Sri Lanka steady ship after James Anderson takes three wickets in Galle


James Anderson was at his brilliant best on his return to the England side, but Sri Lanka were threatening to make life hard with an improved batting performance in the second Test.

The home side reached 155 for three at tea, with England’s record wicket-taker responsible for all three dismissals having replaced Stuart Broad as leader of the touring attack.

On a flat pitch offering precious little encouragement, he struck twice in his third over of the day before resuming after lunch to end Lahiru Thirimanne’s promising knock.

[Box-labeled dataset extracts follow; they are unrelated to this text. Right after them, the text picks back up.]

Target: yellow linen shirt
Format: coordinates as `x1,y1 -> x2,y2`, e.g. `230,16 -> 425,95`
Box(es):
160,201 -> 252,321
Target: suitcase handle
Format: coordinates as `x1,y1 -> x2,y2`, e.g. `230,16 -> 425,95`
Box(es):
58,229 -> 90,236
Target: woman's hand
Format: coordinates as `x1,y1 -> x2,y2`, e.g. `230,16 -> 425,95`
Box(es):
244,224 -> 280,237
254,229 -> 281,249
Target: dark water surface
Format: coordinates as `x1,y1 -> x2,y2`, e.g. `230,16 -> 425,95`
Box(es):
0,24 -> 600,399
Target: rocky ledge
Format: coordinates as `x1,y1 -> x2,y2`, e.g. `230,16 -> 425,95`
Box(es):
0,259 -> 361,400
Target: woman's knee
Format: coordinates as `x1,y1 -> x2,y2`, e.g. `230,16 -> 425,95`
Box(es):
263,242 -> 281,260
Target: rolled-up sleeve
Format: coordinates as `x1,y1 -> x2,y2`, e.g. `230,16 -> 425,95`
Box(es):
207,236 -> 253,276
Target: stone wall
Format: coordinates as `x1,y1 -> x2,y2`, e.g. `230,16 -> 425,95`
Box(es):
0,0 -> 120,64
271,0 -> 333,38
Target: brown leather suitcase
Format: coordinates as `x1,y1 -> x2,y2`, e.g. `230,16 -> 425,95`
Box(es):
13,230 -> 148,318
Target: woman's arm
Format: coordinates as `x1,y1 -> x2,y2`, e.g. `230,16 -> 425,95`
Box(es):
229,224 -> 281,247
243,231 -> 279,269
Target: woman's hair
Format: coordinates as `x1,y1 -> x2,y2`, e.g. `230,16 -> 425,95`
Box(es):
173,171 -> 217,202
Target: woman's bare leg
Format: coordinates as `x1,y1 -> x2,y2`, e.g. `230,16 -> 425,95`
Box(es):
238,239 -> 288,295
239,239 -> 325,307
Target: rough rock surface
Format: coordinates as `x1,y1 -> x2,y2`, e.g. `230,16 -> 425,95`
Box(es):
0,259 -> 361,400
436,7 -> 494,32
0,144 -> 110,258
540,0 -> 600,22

The 38-year-old’s figures of three for 14 represented an exemplary effort of skill and substance but Angelo Mathews and Dinesh Chandimal settled in to ensure the middle order would not cave in as it did at the same stage of the series opener.

After the home side won the toss and chose to bat, Sri Lanka soon found themselves staring at a bad case of deja-vu. Having crumpled for 135 on the first day last week, they found themselves teetering on seven for two.

Kusal Perera was first to fall having already survived a desperately tight lbw shout from Sam Curran’s second ball. The flighty opener did not leave England waiting long for another chance, hacking irresponsibly at Anderson as he probed from round the wicket and sending a thick edge sailing into the outstretched arms of Joe Root at slip.

Familiar results despite fresh faces

Oshada Fernando was a fresh face at number three, recalled following Kusal Mendis’ run of four ducks in five innings, but the result was painfully familiar. The new man lasted just four balls before steering a rising delivery from Anderson back into his stumps for yet another nought in that key position.

Thirimanne and Mathews proved stiffer opponents as they calmed the situation and reminded the fielding side that this was ultimately a flat pitch requiring cool heads and straight bats.

The pair, fresh from scores of 111 and 71 in their previous innings, added another 69 runs to the score before the break as spinners Jack Leach and Dom Bess searched in vain for inspiration.

The start of the afternoon session brought another Anderson spell and after only two balls he had Thirimanne heading for the pavilion, a flicker of movement towards the cordon bringing the outside edge as the left-hander prodded.

As well as three wickets, Anderson’s first nine overs had coughed up only six runs – a ruthlessly efficient stint only slightly marred by two Mathews boundaries in the 10th.

The experienced batsman did not give England any encouragement, immediately setting about forging another stand with his captain.

The spinners continued to struggle to make themselves heard, getting through 26 overs without a chance, but Mark Wood turned in a fierce spell of pace bowling.

Chandimal found himself hit on three occasions at speed, twice on the glove and once on the grille, but even that hostility could not force matters as Mathews eased past his fifty and the partnership reached 79.